On my mom's side, my father was Boltashov. My mom has her birth certificate [where his name is spelled] Boltasau. And Boltasheu are Romanians. So they were from Romania. You see, when they were giving out passports, their ethnicity was not mentioned anywhere. And Russia changed the surname to Boltashov. Just because they wanted to, they could do it. Actually, our surname is Chakyr. And they spelled it with an “i”, “Chakir”. They changed everything in their own, Russian way.
They were locals, they were still considered their own, and we were “the newcomers”. Because we already had a mixture of the Russian language, and we had already forgotten all our traditions, because there were few of us here, we were all divided. And they all stuck to their villages, their traditions. We had acquaintances in [the village of] Zoria, both Bulgarians and Moldovans, but we visited Moldovans more often.

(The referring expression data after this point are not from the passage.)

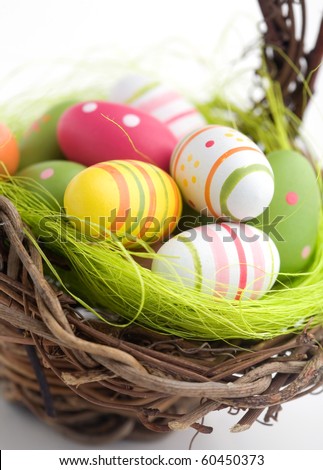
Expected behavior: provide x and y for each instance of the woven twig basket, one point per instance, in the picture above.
(95, 382)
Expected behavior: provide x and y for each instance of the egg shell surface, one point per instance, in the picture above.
(132, 199)
(168, 106)
(292, 218)
(9, 151)
(221, 172)
(228, 260)
(92, 132)
(53, 175)
(40, 141)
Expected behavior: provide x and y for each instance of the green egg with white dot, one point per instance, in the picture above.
(53, 176)
(292, 218)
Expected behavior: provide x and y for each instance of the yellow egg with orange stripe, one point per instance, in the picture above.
(132, 199)
(223, 173)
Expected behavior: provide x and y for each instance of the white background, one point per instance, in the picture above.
(195, 45)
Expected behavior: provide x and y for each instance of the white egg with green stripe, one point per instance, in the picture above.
(229, 260)
(223, 173)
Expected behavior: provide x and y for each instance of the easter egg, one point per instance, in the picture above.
(168, 106)
(227, 260)
(92, 132)
(40, 141)
(9, 152)
(53, 175)
(221, 172)
(292, 218)
(129, 198)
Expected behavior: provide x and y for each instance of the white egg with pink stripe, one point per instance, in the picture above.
(229, 260)
(168, 106)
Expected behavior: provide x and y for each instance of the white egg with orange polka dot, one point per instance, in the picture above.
(229, 260)
(223, 173)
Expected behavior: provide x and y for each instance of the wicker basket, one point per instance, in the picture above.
(95, 382)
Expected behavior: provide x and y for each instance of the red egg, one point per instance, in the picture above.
(9, 152)
(97, 131)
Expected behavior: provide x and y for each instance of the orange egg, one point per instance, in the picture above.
(9, 151)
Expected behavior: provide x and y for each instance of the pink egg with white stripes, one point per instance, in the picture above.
(97, 131)
(168, 106)
(229, 260)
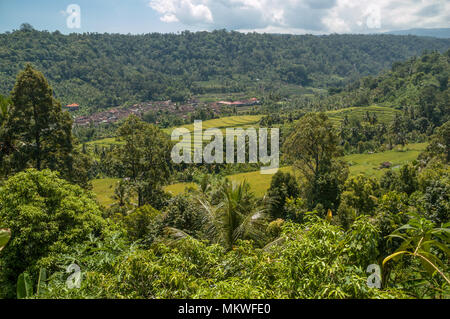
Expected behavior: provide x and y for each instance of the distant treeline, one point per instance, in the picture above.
(101, 70)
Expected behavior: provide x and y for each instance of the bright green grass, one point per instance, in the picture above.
(104, 189)
(366, 164)
(384, 114)
(224, 122)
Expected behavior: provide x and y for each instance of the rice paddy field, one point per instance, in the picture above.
(367, 164)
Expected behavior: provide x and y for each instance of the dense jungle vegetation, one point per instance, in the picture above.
(312, 235)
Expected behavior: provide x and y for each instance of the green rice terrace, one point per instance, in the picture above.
(367, 164)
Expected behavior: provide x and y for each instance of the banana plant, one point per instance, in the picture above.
(419, 238)
(5, 235)
(25, 284)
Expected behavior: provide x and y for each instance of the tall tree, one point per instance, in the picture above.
(313, 148)
(38, 126)
(144, 158)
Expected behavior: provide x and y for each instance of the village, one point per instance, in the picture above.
(179, 109)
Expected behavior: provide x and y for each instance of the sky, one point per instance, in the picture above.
(270, 16)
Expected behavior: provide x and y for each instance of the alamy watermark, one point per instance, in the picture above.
(74, 279)
(235, 139)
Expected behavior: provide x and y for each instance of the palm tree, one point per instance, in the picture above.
(236, 216)
(420, 240)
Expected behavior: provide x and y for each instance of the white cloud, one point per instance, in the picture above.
(190, 12)
(305, 16)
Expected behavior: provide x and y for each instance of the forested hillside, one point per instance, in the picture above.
(101, 70)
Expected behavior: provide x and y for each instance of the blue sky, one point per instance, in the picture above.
(280, 16)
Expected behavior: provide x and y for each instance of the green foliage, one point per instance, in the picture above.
(358, 198)
(144, 223)
(100, 70)
(24, 286)
(5, 235)
(235, 216)
(316, 261)
(46, 215)
(144, 159)
(423, 241)
(313, 147)
(282, 186)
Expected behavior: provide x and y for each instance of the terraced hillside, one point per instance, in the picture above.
(384, 114)
(367, 164)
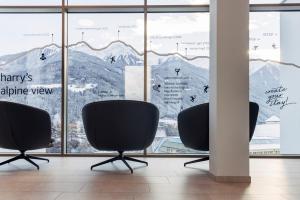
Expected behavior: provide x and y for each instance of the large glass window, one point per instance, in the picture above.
(30, 2)
(30, 64)
(177, 2)
(106, 61)
(178, 65)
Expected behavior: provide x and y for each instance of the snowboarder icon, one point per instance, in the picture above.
(177, 70)
(43, 57)
(193, 98)
(206, 88)
(112, 59)
(157, 87)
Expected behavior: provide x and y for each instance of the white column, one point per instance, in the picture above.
(229, 94)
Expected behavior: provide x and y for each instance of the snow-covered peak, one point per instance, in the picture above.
(116, 50)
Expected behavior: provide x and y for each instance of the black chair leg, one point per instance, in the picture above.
(198, 160)
(120, 157)
(105, 162)
(135, 160)
(125, 162)
(37, 158)
(25, 157)
(11, 160)
(33, 163)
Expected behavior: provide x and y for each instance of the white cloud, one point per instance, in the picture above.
(171, 25)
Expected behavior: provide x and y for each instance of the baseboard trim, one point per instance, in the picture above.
(231, 179)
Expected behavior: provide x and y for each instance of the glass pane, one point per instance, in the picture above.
(178, 64)
(273, 1)
(105, 2)
(106, 61)
(274, 80)
(30, 2)
(30, 60)
(177, 2)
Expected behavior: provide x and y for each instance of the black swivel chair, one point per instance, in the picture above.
(24, 128)
(193, 126)
(120, 125)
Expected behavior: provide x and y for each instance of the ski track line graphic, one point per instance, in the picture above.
(142, 54)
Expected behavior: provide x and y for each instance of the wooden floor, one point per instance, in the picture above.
(163, 179)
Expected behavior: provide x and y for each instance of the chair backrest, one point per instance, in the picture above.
(193, 125)
(23, 127)
(120, 125)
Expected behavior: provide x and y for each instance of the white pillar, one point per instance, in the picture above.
(229, 94)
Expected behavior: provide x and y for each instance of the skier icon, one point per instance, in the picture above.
(193, 98)
(43, 57)
(157, 88)
(177, 70)
(112, 59)
(206, 88)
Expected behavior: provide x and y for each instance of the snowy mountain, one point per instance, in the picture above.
(94, 76)
(121, 52)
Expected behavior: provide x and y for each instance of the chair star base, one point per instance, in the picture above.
(123, 158)
(28, 158)
(195, 161)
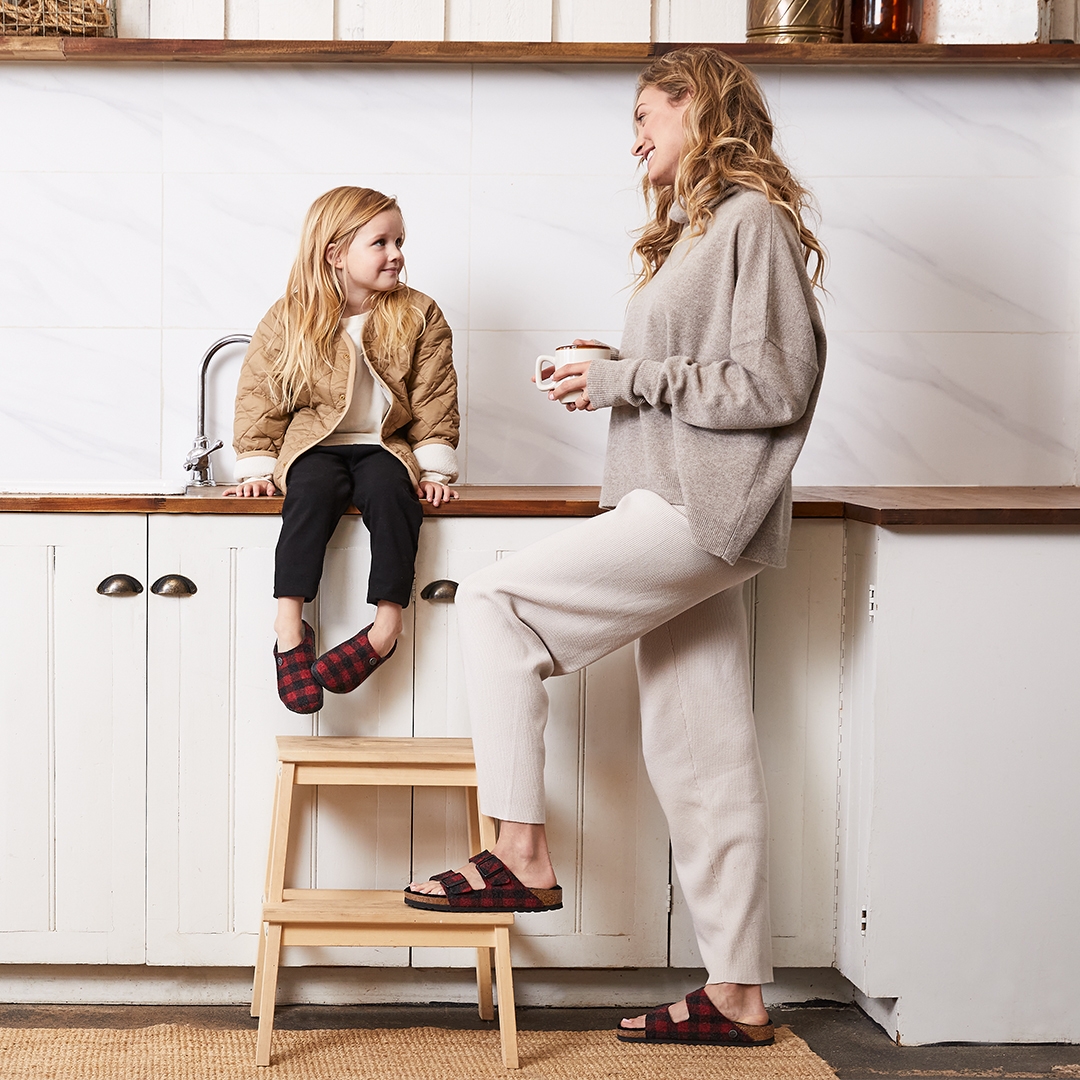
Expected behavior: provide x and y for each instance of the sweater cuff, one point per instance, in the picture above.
(437, 461)
(256, 467)
(608, 382)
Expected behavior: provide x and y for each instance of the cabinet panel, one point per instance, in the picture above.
(214, 713)
(71, 741)
(606, 831)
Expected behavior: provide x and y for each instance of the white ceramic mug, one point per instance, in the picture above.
(567, 354)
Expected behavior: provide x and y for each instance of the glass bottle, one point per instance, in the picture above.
(886, 22)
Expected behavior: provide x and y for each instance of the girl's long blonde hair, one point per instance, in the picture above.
(315, 298)
(728, 140)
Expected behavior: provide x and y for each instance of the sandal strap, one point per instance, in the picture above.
(701, 1007)
(454, 883)
(494, 872)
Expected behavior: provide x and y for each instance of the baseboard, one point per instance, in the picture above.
(76, 984)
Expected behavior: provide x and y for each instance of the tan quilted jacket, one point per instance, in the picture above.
(421, 387)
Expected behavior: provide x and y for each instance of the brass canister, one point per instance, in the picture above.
(795, 21)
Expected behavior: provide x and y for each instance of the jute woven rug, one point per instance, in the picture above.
(180, 1052)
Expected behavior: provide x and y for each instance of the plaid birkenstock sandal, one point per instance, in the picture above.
(706, 1025)
(501, 892)
(298, 691)
(345, 666)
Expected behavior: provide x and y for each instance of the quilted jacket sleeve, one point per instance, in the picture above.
(433, 386)
(260, 423)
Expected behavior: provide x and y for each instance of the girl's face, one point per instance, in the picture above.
(373, 261)
(659, 142)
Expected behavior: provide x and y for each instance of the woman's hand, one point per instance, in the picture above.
(250, 487)
(435, 494)
(569, 378)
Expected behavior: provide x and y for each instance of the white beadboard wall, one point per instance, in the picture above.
(947, 22)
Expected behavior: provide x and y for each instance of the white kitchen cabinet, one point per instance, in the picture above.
(958, 871)
(72, 726)
(138, 752)
(606, 831)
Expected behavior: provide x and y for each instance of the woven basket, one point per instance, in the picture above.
(72, 18)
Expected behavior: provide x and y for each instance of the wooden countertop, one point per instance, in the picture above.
(889, 507)
(232, 51)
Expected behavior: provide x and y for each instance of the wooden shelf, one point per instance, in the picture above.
(212, 51)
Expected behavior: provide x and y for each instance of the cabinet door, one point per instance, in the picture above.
(607, 833)
(214, 714)
(796, 635)
(71, 740)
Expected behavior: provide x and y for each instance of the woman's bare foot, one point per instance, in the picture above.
(387, 628)
(739, 1001)
(523, 849)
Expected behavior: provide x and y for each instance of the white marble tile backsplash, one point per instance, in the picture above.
(154, 207)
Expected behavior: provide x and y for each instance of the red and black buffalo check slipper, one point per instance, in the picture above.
(349, 663)
(298, 691)
(501, 892)
(706, 1025)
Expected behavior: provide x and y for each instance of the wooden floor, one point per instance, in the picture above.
(852, 1044)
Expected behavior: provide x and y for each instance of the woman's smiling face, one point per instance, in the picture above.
(659, 142)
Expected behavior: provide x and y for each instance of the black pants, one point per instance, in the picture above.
(323, 483)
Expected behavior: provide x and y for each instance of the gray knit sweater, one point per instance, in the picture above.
(716, 380)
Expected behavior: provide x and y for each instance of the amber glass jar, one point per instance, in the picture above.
(886, 22)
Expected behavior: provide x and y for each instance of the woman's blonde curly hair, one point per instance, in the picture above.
(728, 140)
(315, 296)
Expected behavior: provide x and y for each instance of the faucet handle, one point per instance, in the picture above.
(198, 455)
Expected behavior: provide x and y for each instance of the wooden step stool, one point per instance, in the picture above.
(369, 917)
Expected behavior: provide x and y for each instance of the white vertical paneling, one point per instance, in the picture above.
(498, 19)
(26, 740)
(606, 832)
(402, 21)
(133, 18)
(280, 19)
(603, 19)
(187, 18)
(711, 21)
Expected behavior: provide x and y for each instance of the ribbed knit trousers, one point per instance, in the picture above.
(635, 575)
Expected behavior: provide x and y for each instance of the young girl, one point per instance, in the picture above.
(347, 397)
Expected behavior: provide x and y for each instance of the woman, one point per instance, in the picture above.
(711, 400)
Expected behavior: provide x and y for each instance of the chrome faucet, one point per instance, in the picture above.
(198, 460)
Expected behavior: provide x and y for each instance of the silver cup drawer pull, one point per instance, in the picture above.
(174, 584)
(120, 584)
(442, 591)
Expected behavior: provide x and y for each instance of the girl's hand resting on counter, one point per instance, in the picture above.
(435, 494)
(252, 487)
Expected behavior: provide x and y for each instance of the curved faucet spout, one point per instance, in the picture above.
(198, 460)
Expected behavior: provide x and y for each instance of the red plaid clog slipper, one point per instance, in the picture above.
(345, 666)
(501, 892)
(706, 1025)
(298, 691)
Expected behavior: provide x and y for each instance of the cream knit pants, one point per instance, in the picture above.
(634, 575)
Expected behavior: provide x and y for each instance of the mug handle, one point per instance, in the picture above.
(543, 383)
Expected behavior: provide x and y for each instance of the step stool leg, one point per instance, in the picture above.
(484, 984)
(504, 983)
(268, 997)
(260, 960)
(472, 812)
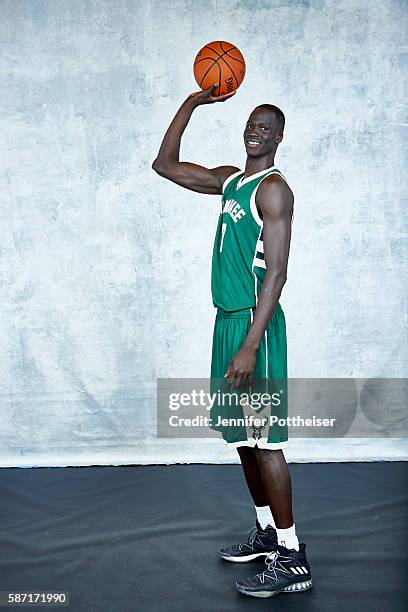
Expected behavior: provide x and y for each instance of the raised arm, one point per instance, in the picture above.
(275, 200)
(189, 175)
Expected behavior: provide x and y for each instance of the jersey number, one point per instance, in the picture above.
(223, 230)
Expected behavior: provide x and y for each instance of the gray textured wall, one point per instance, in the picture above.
(105, 267)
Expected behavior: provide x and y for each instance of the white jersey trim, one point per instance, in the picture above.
(251, 177)
(229, 179)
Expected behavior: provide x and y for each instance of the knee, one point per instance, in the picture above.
(268, 456)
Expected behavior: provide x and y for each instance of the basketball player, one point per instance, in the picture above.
(249, 268)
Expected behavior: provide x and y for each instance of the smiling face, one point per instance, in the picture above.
(261, 134)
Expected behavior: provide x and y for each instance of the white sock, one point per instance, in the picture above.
(288, 537)
(264, 516)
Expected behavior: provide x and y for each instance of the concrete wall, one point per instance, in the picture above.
(106, 267)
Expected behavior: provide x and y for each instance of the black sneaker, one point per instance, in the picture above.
(260, 543)
(287, 572)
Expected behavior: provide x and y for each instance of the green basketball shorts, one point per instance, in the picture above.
(255, 414)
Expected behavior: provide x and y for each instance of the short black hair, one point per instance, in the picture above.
(276, 111)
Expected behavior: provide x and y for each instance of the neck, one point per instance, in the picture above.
(257, 164)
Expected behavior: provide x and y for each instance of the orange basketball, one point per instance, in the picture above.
(219, 62)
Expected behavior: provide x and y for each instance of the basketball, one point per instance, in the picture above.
(219, 62)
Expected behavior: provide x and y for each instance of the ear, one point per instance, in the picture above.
(279, 138)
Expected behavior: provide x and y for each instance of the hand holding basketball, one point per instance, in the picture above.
(206, 97)
(220, 62)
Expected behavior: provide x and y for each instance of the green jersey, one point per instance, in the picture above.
(238, 263)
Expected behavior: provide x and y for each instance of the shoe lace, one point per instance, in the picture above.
(274, 563)
(252, 534)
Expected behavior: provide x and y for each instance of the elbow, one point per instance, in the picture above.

In the late [19]80s, I remember that there wasn't anything in stores anywhere. It was difficult, constant queues. I worked there in the downtown area, and the department store was across the street. And as soon as you hear, “The goods have arrived!” you leave work and run like a madman, grabbing everything... I still have fabric here that I bought, [my daughter] Olya didn't want to sew, and ready-made [clothes] have already started to appear. We stocked up whenever possible, we thought that since it is a girl, we will have to study, to dress. We bought everything as much as we could afford. We cut three meters of one [fabric], three meters of another; something for pillowcases, something for other things.....
After the deportation, we slept under one blanket, the only thing we managed to take with us
Lidiia Neboha (Chakir) is a Moldovan by ethnicity. She was born in 1938 in Melitopol, Zaporizhzhia region. Her parents came from the village of Dunayivka near Melitopol, where Moldovans had been living compactly since the second half of the nineteenth century. In her childhood, during World War II, the family was relocated to the village of Sarata in the Odesa region. By resettling the Romanian-speaking population of the Ukrainian Pryazovia region to Bessarabia, the Romanian authorities tried to legitimize their rule in the region. After the resettlement, Lidiia Neboha kept in touch with the community of other resettled Moldovans and ethnic Bulgarians who lived in neighboring villages. After finishing school, she worked as an accountant at the local district consumer union, and after studying at the Odesa Agricultural Institute, she became the chief economist at the Odesa-based company Silhosptekhnika [Agricultural Equipment]. She married a Ukrainian man, Ivan Neboha, and raised her two children in three languages — Ukrainian, Russian, and Moldovan — and baptized them in secret. After the beginning of Russia’s full-scale invasion, she moved to her daughter’s house in Chișinău, but returned soon after and now lives in Odesa.